Sebagai orangtua bayi prematur… Hati saya ngilu membaca kisah ini… Kita sama-sama tahu, bagaimana rumitnya merawat dan membesarkan bayi – anak premature. Terkadang, berdua dengan suami atau bahkan dengan tambahan pembantu pun, kita masih kerepotan.

Adakah solusi yg bisa komunitas ini bantu untuk bayi-bayi prematur yang kurang beruntung ini…? Mohon sumbang sarannya…

Cc. Prof. Raldi Artono Koestoer, Buk Primaningrum Bunda Alifbata, dr.Agung Zentyo Wibowo, dr. Ning Rahardhiyanti

Menjaga Bayi di Ponpes Milinium Sidoarjo

Ini masih tentang Ponpes (bukan panti asuhan) Milinium Roudlotul Jannah di Desa Tenggulunan, Candi, Sidoarjo. Ponpes yang digunjing sudah menelantarkan bayi-bayi yang diasuh. Ponpes yang terang-terangan dicurigai memakan donasi masyarakat untuk kepentingan pribadi pemimpinnya yang berpoligami. Saya jelas penasaran setengah mati. Apa iya?

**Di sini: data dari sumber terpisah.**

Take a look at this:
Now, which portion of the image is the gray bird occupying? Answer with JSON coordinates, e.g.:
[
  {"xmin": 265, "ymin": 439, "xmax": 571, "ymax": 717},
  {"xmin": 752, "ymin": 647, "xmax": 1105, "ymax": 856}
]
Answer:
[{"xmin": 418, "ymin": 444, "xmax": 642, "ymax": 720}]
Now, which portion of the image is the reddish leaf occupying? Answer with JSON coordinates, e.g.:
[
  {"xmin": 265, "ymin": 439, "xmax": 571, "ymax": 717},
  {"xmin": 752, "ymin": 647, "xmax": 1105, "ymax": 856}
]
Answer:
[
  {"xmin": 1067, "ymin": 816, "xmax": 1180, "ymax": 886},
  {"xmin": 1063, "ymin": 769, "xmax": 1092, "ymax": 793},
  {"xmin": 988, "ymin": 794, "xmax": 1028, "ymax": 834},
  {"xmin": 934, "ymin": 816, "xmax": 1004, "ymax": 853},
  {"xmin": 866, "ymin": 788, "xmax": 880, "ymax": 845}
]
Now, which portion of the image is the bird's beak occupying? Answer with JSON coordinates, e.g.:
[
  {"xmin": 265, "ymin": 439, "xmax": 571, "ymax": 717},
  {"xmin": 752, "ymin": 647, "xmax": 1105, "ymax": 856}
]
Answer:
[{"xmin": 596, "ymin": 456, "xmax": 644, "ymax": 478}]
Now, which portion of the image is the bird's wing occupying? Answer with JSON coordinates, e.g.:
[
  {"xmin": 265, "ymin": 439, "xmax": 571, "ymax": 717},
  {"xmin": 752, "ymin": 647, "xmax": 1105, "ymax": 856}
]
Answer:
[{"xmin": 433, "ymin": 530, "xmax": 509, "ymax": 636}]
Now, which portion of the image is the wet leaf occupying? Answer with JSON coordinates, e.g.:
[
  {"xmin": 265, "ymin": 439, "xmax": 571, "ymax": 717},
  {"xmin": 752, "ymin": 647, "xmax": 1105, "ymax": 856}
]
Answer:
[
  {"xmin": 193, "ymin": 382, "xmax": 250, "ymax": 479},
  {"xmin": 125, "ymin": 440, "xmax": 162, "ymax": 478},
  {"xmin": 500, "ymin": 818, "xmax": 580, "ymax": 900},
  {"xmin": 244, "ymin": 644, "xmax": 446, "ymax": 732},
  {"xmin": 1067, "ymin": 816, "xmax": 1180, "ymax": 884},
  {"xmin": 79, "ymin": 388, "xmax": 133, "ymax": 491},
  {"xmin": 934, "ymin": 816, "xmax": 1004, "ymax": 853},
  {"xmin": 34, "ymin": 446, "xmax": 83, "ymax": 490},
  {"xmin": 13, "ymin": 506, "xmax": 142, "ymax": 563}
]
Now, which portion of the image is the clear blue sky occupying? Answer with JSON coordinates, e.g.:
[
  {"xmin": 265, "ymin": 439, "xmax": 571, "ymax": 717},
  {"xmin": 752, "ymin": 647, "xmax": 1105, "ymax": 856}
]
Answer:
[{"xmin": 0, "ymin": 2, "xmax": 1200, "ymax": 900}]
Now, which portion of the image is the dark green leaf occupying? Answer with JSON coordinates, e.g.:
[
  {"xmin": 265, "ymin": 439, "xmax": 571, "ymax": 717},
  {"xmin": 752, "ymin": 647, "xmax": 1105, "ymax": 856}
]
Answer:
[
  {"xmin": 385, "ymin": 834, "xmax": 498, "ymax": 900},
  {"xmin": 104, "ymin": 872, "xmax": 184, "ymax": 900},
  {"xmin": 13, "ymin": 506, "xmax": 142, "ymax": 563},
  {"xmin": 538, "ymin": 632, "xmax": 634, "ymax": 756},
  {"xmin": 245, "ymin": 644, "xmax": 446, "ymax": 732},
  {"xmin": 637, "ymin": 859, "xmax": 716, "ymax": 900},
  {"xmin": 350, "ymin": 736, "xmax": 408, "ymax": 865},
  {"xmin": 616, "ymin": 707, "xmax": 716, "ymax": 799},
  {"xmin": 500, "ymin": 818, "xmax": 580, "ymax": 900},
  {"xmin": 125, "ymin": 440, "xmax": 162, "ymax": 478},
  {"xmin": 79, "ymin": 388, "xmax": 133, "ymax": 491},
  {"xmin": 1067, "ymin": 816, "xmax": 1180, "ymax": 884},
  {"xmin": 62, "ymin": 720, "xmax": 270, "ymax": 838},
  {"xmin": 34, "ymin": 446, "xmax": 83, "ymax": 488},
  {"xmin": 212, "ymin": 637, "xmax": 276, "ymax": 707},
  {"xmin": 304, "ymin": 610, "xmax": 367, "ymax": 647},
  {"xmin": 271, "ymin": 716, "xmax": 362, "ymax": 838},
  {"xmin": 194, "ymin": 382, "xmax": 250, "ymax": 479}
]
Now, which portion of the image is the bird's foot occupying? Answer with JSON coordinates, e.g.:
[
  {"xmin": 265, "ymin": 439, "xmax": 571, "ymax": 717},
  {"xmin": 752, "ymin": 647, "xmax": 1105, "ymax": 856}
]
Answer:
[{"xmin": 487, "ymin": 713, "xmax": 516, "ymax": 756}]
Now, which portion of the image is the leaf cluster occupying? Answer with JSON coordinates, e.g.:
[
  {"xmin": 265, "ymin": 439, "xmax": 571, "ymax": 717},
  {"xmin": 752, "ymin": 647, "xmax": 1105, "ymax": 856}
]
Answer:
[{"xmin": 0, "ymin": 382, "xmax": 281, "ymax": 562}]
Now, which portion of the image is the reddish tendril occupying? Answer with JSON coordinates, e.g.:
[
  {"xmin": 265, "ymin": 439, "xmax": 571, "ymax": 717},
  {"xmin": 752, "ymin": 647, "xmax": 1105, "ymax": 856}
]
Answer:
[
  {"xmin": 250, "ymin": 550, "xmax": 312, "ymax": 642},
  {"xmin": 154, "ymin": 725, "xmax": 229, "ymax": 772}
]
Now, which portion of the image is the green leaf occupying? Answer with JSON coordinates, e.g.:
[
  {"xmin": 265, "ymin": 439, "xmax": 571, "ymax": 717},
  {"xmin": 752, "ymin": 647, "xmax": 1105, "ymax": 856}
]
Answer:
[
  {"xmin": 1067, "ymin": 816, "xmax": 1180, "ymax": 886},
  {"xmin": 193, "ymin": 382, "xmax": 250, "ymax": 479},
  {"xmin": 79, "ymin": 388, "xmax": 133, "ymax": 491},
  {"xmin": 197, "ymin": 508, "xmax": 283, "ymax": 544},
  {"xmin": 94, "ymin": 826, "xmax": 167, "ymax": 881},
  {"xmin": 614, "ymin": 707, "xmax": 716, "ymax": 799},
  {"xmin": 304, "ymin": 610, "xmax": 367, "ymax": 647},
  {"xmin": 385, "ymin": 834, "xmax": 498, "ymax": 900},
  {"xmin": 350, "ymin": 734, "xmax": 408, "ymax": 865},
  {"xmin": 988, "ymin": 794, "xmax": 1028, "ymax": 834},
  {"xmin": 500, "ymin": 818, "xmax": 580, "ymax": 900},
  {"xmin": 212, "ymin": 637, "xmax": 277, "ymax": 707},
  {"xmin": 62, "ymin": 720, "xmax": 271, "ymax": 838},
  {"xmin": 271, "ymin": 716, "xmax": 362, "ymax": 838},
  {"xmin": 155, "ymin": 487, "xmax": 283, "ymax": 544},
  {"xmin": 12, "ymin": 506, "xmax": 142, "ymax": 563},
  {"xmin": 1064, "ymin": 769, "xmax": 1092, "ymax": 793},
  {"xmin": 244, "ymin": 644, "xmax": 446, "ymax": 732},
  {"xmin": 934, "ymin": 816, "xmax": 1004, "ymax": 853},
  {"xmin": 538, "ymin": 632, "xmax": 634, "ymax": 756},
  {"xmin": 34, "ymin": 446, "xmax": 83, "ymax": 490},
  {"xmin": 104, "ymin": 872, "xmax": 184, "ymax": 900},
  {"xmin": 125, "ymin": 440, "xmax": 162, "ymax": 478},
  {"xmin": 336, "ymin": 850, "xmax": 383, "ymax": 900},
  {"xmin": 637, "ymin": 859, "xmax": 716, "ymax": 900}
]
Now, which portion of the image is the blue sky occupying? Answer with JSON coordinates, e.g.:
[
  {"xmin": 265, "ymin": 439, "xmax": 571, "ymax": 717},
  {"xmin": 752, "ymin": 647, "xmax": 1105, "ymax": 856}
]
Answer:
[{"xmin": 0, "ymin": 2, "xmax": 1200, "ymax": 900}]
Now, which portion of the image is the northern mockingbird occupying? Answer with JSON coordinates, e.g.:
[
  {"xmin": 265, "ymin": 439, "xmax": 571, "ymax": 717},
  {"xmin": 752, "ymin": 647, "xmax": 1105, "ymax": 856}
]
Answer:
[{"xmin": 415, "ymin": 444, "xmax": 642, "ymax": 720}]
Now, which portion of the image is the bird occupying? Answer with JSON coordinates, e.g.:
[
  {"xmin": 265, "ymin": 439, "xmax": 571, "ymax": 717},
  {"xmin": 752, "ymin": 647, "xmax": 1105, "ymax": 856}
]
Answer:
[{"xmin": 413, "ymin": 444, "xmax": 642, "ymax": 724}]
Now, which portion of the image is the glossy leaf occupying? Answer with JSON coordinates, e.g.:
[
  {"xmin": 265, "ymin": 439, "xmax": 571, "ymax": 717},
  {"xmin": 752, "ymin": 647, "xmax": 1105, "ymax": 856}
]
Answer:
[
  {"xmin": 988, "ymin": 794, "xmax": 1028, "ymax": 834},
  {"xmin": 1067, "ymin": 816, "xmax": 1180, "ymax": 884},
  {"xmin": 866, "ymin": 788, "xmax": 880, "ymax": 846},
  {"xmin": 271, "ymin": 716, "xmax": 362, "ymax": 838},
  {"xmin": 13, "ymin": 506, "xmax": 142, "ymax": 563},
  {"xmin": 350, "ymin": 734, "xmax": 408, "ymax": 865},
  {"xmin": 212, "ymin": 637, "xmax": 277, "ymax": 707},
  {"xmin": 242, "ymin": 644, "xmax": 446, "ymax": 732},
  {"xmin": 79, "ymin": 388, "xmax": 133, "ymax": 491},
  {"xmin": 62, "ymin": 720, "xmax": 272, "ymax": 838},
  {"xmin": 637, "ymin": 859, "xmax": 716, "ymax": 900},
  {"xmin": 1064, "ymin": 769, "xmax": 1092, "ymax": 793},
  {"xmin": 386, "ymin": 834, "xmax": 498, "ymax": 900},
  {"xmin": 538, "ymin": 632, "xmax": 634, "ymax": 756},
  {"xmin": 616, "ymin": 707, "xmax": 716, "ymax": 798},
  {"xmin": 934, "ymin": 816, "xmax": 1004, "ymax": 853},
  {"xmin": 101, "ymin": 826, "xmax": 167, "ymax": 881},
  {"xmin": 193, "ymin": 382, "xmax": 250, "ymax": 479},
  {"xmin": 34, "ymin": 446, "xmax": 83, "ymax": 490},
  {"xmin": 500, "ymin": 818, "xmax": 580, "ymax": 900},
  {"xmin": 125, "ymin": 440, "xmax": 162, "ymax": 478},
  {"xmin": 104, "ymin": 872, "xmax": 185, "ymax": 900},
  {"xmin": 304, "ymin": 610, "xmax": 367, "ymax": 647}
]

Kebetulan teman-teman Forum Komunikasi Hotel dan Media (FKHM) Jawa Timur menjadwalkan ke sana untuk menyerahkan sumbangan barang kebutuhan bayi. Saya bukan anggota komunitas ini. Tapi tengah malam itu juga, saya WA ketuanya, wartawan The Jakarta Post yang menurut info sedang keliling membagikan sahur di jalanan. Toh saya tetap mana tahan. Merasa menunggu dua hari untuk berkunjung ke sana bersama teman-teman FKHM itu terlalu lama, sorenya saya berangkat duluan. Naik motor. Berdua sama putri sulung. Bawa segala baju, mainan, perlengkapan bayi dsb milik bayi saya yang jarang digunakan.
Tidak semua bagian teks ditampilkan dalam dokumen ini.